The first cell therapy (Provenge) to treat cancer got FDA approval in 2010. Following the approval of Provenge, we have six marketed chimeric antigen receptor T-cell (CAR-T) therapies (Table 1), and we eagerly anticipate the development of additional cell therapies in the future.Here we have tried to understand the cell therapy landscape and its future outlook. Our major findings are: a) cell therapy trials are unequally distributed across different phases with more trials in Phase I and II; b. The majority of cell therapy trials are treating blood cancer; c. there is a gradual growth in solid tumor trials in recent years; and most cell therapy trials are targeting CD19.
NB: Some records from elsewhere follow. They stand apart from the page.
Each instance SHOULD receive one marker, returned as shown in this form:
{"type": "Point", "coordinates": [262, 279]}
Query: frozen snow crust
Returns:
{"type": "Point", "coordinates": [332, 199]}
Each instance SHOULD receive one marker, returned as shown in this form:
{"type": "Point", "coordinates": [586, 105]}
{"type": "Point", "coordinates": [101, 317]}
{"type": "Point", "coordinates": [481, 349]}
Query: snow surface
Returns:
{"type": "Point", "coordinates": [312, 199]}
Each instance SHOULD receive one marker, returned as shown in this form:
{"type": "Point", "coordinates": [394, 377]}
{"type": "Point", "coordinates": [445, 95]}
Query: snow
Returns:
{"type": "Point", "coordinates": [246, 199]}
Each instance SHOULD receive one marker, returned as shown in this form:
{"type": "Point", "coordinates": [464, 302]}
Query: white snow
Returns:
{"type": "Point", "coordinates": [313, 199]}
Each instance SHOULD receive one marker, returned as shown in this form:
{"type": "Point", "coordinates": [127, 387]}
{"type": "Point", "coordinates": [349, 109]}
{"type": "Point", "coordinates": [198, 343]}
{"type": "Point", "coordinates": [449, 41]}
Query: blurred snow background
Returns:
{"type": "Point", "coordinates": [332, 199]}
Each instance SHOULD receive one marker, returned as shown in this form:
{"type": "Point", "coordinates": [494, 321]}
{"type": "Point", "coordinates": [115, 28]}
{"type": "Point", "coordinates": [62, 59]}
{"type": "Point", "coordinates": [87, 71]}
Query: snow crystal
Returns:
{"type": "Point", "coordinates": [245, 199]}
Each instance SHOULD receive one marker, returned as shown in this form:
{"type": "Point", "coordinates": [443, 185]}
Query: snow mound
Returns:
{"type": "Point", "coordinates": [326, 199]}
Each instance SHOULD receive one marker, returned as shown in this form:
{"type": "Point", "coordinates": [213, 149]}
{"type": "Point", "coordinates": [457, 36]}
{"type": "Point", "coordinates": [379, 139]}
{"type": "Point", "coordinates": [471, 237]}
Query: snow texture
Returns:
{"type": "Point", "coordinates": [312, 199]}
The majority of clinical trials in cell therapy are in Phase I and Phase II
There are a total of 1823 cell therapy clinical trials, 141 of these did not have phase-specific information. Of the remaining 1680 trials, 67% are open, active trials, 16% are planned trials, and 17% are closed. Phase I has the highest number of trials accounting for 46% of the trials, followed by 39% in Phase II and only 8% in Phase III (Figure 1).
Gradual growth in cell therapy trials targeting solid tumors
Of the total 1819 trials in the cell therapy subclass, 60% (1106) of the trials are for blood cancer indications such as leukemia, lymphoma, and myeloma, and 40% (713) of the trials are for various solid tumors. Among the top 10 indications for cell therapy trials, 9 out of 10 are blood cancer. The indication with the highest number of clinical trials is acute lymphocytic leukemia, with 328 trials, followed by Non-Hodgkin lymphoma, B-cell lymphoma, Acute Myeloid Leukemia, and Multiple Myeloma, the top five indications (Figure 2).
Treating solid tumors using cell therapy has been challenging for various reasons, such as insufficient recruitment and penetration of solid tumors by cytotoxic T cells, immunosuppression in the solid tumor microenvironment, and lack of efficient solid tumors, to name a few. However, with advancements in target identification and gene and cell therapies, there has been a gradual growth in research investigating cell therapies for treating solid tumors, as observed by an increasing number of clinical trials every year (Figure 3).
Most cell therapy clinical trials treating solid tumors are treating solid tumors not specified in the trials. Melanoma, colorectal, and ovarian cancer are other solid tumors with the highest number of clinical trials (Figure 4).
CD19 is the most common target for cancer cell therapy trials
Most trials in cell therapy target CD19, a type I transmembrane glycoprotein on the surface of B- cell lymphocytes. Four of seven FDA-approved CAR-T cells target CD-19 and treat hematological malignancies (Table 1). This surface antigen plays a critical role in the immune response by modulating B-cell receptor-dependent and independent signaling. It is expressed on the surface of normal B-cells. It is expressed at average to high levels in many B cell malignancies, such as adult acute lymphoblastic leukemia, B cell lymphomas, and B cell leukemia. Therefore, it is an attractive target for many hematological malignancies (2).
The other top targets are BCMA, CD22, CD20, CD7, MSLN, IL-3, NKG2D, CD33, and CLDN18.2 (Figure 5). The high number of clinical trials targeting CD19, BCMA, CD20, and other proteins highlights the significant research in cell therapy treating hematological malignancies such as ALL and NHL by targeting CD19 and other B cell antigens. Additionally, studies with targets such as MSLN, IL-3, and CLDN18.2 highlight the potential for cell therapy in treating solid tumors.
The top targets for solid tumor cell therapy clinical trials are CLDN18.2, B7-H3, NKG2D, HER2, PSMA, and EFGR (Figure 6). Claudin 18.2 is a tight junction protein exclusively expressed in differentiated gastric mucosal membrane epithelial cells that is overexpressed in several cancers, such as pancreatic cancer, esophageal cancer, ovarian adenocarcinoma, and lung cancers, and hence is an attractive target candidate to treat various cancers (3).
Our analysis shows that cell therapy clinical trials are emerging with new trials registered in the early phases. Most of this research is focused on treating blood cancers and hematological malignancies targeting CD19, BCMA, CD22, etc. Although solid tumors are difficult to treat with cell therapy, with recent advancements in cell and gene therapy, there is a rise in the number of trials in treating solid tumors using cell therapy, giving us hope for new therapeutics to treat both solid and liquid cancers in the future.